Y luego están los cronopios, esos seres tiernos y absurdos de «Historias de cronopios y de famas» (1962), que nos enseñan a llorar cuando suena el himno nacional, no por patriotismo, sino por la belleza pura de la música. Los cronopios son, quizás, el autorretrato más honesto que Cortázar dejó de sí mismo: eternos niños que ven maravillas donde otros solo ven rutina.
La prosa de Cortázar tenía el ritmo sincopado del jazz, esa música que tanto amaba y que influyó profundamente en su estilo. Como Charlie Parker en «El perseguidor», uno de sus cuentos más memorables, Cortázar improvisaba con las palabras, creaba melodías narrativas que parecían surgir del aire mismo.

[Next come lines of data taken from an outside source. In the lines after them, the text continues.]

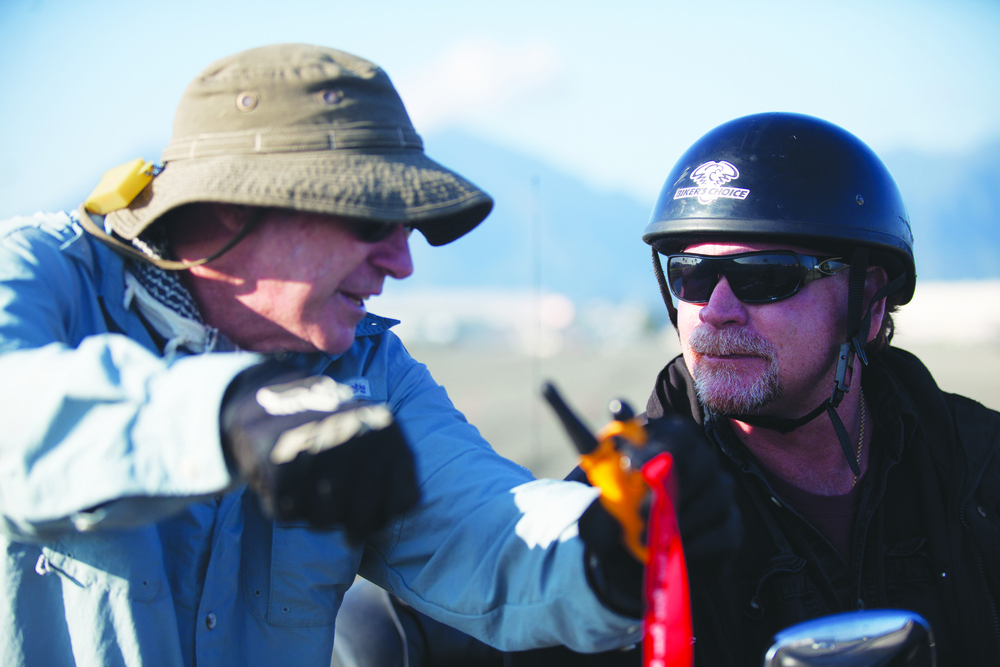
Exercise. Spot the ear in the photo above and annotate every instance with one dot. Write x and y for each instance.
(232, 217)
(875, 280)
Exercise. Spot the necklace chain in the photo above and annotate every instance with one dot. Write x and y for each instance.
(861, 435)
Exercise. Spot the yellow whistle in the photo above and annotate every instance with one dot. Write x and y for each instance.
(119, 186)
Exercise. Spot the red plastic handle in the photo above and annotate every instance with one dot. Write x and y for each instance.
(667, 637)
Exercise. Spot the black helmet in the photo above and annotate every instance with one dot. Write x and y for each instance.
(787, 176)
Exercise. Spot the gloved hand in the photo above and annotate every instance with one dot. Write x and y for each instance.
(311, 452)
(708, 518)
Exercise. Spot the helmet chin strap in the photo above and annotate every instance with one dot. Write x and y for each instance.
(857, 328)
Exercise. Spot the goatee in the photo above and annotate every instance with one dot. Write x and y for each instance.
(723, 388)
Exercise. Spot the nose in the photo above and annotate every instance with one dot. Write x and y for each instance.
(392, 254)
(723, 308)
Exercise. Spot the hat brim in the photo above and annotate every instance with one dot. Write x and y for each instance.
(389, 186)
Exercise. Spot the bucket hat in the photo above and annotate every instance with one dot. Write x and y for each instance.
(306, 128)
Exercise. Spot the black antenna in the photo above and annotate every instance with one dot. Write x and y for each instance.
(578, 432)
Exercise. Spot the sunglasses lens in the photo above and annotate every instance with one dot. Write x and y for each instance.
(691, 278)
(753, 278)
(762, 278)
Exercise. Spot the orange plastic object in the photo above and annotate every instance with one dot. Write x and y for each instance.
(119, 186)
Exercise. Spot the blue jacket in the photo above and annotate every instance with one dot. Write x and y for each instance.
(126, 541)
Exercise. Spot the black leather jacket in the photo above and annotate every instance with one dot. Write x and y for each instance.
(926, 538)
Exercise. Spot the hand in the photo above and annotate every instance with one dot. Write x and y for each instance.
(311, 452)
(708, 518)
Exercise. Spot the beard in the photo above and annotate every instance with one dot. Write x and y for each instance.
(723, 388)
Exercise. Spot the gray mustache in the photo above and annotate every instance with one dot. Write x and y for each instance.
(728, 342)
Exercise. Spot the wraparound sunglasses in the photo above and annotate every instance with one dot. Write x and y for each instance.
(754, 277)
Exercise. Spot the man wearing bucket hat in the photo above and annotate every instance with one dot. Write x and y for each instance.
(206, 437)
(782, 246)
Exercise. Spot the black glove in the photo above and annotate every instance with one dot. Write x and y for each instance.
(311, 452)
(708, 517)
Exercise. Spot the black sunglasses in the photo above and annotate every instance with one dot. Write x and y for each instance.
(754, 277)
(374, 232)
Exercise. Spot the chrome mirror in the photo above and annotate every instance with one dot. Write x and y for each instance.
(871, 638)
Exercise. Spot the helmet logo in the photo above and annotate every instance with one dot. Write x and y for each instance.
(711, 178)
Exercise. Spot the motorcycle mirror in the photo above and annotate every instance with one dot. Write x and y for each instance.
(870, 638)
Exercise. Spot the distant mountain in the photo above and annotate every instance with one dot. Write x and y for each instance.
(954, 207)
(548, 230)
(551, 231)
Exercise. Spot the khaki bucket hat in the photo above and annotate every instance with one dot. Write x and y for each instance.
(306, 128)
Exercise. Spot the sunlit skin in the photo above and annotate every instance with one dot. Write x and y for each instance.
(805, 332)
(297, 282)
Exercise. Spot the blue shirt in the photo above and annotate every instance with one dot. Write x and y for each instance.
(126, 541)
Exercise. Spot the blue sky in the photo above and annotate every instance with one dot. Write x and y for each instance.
(611, 92)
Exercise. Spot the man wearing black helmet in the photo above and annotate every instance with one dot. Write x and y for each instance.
(782, 247)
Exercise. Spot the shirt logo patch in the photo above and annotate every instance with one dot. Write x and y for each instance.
(711, 178)
(360, 386)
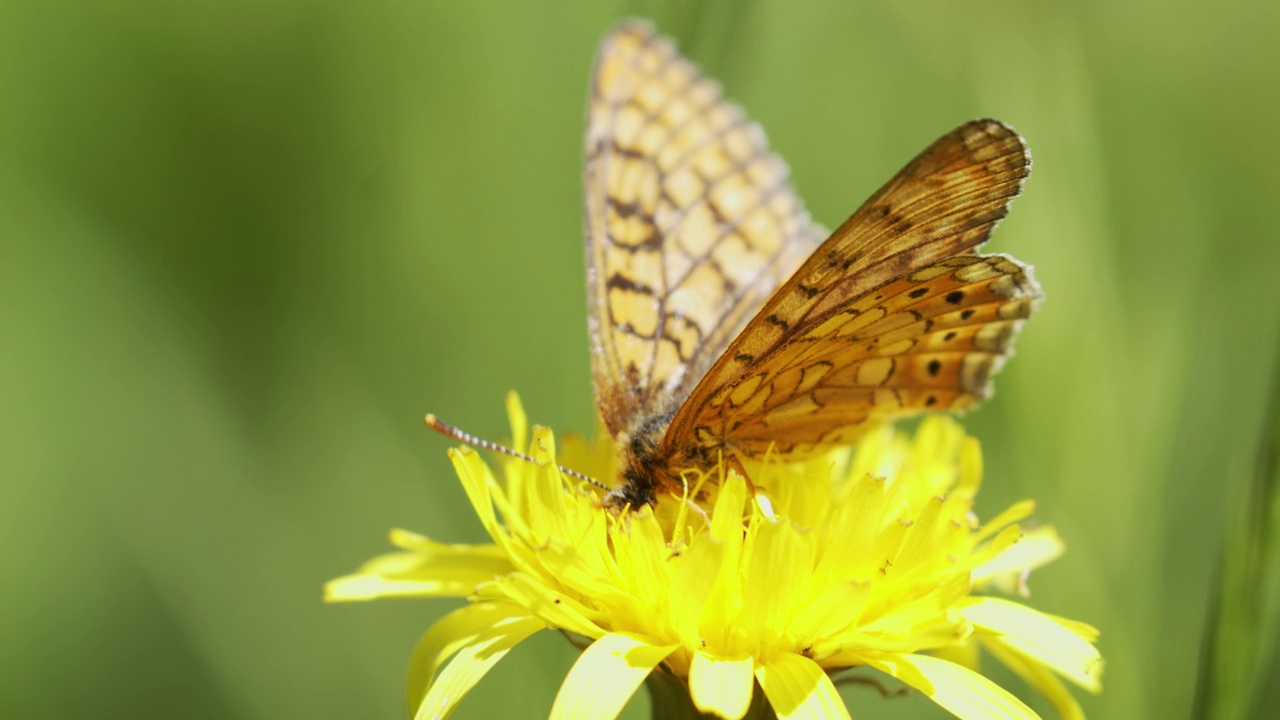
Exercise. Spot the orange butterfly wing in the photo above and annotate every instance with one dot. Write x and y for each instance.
(890, 315)
(690, 226)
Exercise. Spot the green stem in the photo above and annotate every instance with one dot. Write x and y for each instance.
(672, 701)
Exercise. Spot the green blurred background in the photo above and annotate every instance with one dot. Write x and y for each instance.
(245, 246)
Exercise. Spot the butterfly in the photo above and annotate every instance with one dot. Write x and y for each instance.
(725, 322)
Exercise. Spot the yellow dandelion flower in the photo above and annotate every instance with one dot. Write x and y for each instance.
(865, 557)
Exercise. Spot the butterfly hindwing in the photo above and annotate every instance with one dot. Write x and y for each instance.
(690, 224)
(888, 317)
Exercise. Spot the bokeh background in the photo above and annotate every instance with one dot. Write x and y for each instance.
(245, 246)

Su filosofía literaria era simple y revolucionaria a la vez: la literatura debía ser un juego, pero un juego serio. Debía divertir, pero también inquietar. Debía ser fantástica, pero para revelar verdades profundas sobre la condición humana. «Lo fantástico», decía, «no es una evasión de la realidad, sino una forma de acceder a sus dimensiones más misteriosas».
A partir de la Revolución Cubana de 1959, Cortázar descubrió que su literatura también podía ser un arma de transformación social. Sin abandonar su estilo único, comenzó a incorporar la realidad política latinoamericana en obras como «Libro de Manuel» (1973), demostrando que era posible ser revolucionario tanto en la forma como en el contenido.
Cuando Cortázar murió en París el 12 de febrero de 1984, dejó tras de sí algo más que una obra literaria: dejó una nueva manera de entender la lectura como complicidad, la realidad como misterio y la literatura como puerta hacia lo imposible.
Hoy, cuarenta años después de su muerte, sus cuentos siguen siendo leídos por nuevas generaciones que descubren, con el mismo asombro de siempre, que en cualquier momento un monstruo de agua puede mirarnos desde su pecera con ojos demasiado humanos, o que podemos ser perseguidos por figuras salidas de las páginas de un libro.
Porque esa era la magia de Cortázar: convertir a cada lector en cómplice de lo extraordinario, recordarnos que la realidad es mucho más amplia y misteriosa de lo que nuestros sentidos pueden captar. En un mundo que a menudo se empeña en ser gris y predecible, Julio Cortázar sigue siendo ese cronópio eterno que nos susurra al oído: «¿Y si las cosas fueran completamente diferentes de lo que creemos?»